Naomi Klein has written that we are ‘living on a planet that is dying, made less alive every day’. Her book is entitled ‘This Changes Everything: Capitalism vs. the Climate’. She spells out what her title means as follows:
‘[T]he thing about a crisis this big, this all-encompassing, is that it changes everything. It changes what we can do, what we can hope for, what we can demand from ourselves and our leaders. It means there is a whole lot of stuff that we have been told is inevitable that simply cannot stand. And it means that a whole lot of stuff we have been told is impossible has to start happening right away. Can we pull it off? All I know is that nothing is inevitable. Nothing except that climate change changes everything. And for a very brief time, the nature of that change is still up to us.’
I have not yet read Klein’s book. My quotes are taken from extracts published in The Guardian on 8-9 March 2015. I am pretty sure she will not have mentioned Tagore, but I know that the changes needed go much deeper than doing without luxuries and building local economies to be more self-reliant and resilient – although Tagore would approve of those things. I have been an atheist all my life and so I resisted seeing Tagore as a mystic, as a spiritual guru, but I now understand that aspect of his teachings, and how it is connected to his practical projects in progressive education and rural reconstruction. I wrote an article recently for a new online journal called Gitanjali and Beyond, by the Scottish Centre of Tagore Studies (ScoTs) of Edinburgh Napier University. This is the abstract of my article:
‘The subject of this paper is the relevance of Rabindranath Tagore’s spirituality to the challenges we face in the world today. Tagore wrote to his friend Charlie Andrews in 1921 that he had realised that his Sadhana talks were helpful to Western readers, and hence his mission was ‘to work towards the true union of East and West’. The spiritual worldview Tagore brought to the West from 1912 onwards has been defined by Bengali scholars as ‘the integration of man and nature and God’. In order to bring Tagore’s message nearer to our time, I have translated this concept into modern terms: ‘deep ecology, deep anthropology and political theology’, themes which run through the texts of the lectures he gave on his foreign tours. Tagore warned that the machine age would be disastrous for planet and people but he seemed to offer no solution. In his addresses to his own people, Tagore urged a return to traditional village based society, and he described his practical experiments in rural reconstruction as ‘what has been my life’s work’. It is not easy to interest people concerned about the present crisis in a spiritual guru who has been dead for over seventy years. Tagore predicted that the dehumanising and destructive modern systems would come to an end, making way for a ‘new chapter in history’. There are signs of national and international power and control weakening, and the neoliberal economic system becoming unviable. The crisis of democratic capitalism could lead to disruption or disaster, or else be an opportunity for re-localisation such as Tagore advocated. There are movements for world change today focussed on taking responsibility for looking after ourselves and the environment directly through community involvement and decision-making. The Permaculture Movement is of particular interest for its ethical basis and practical approach resembling Tagore’s. This movement is poised to expand from its early years as a niche and fringe lifestyle choice, and it could be encouraged and affirmed by association with one of the greatest thinkers of the modern age.’

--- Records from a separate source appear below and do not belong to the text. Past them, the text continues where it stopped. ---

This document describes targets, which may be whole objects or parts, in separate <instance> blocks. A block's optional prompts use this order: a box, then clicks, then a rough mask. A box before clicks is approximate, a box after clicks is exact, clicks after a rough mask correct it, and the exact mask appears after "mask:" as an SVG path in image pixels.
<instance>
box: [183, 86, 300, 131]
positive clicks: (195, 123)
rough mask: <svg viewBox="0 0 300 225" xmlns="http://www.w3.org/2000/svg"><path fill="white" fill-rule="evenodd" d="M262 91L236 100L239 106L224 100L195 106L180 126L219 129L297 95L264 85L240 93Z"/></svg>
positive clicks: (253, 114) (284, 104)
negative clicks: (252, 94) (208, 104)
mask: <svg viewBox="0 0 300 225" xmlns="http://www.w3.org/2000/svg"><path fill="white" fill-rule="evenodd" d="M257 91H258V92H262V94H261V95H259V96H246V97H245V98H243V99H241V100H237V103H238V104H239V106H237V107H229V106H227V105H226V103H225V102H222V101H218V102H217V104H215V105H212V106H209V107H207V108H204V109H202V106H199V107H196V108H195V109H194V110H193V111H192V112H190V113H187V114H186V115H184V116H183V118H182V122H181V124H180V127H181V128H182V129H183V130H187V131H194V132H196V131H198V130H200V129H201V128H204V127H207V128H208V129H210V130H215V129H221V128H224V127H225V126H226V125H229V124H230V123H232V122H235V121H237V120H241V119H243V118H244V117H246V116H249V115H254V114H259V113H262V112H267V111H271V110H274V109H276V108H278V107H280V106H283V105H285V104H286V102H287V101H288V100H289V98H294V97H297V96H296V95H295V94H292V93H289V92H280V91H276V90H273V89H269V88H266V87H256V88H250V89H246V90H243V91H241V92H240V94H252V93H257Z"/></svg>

I wrote above that ‘[m]y three-part career has given me a unique perspective on why we need Tagore’s vision now’. The irony is that my 25 years in Information Systems and 10 years on land degradation are proving to be handicap in my efforts to get my monograph on Tagore published. My book is based on my PhD thesis. I spent a year revising that to make it accessible to both academic and general readers, hoping to get it published by an academic publisher which had published other books on Tagore. But it was turned down, I fear because I am not a career academic, as is clear from my CV. Never mind! I’ve decided to embark on an even bigger revision, to include in my monograph much more on Tagore’s relevance to the present crisis. My working title is Turning To Tagore.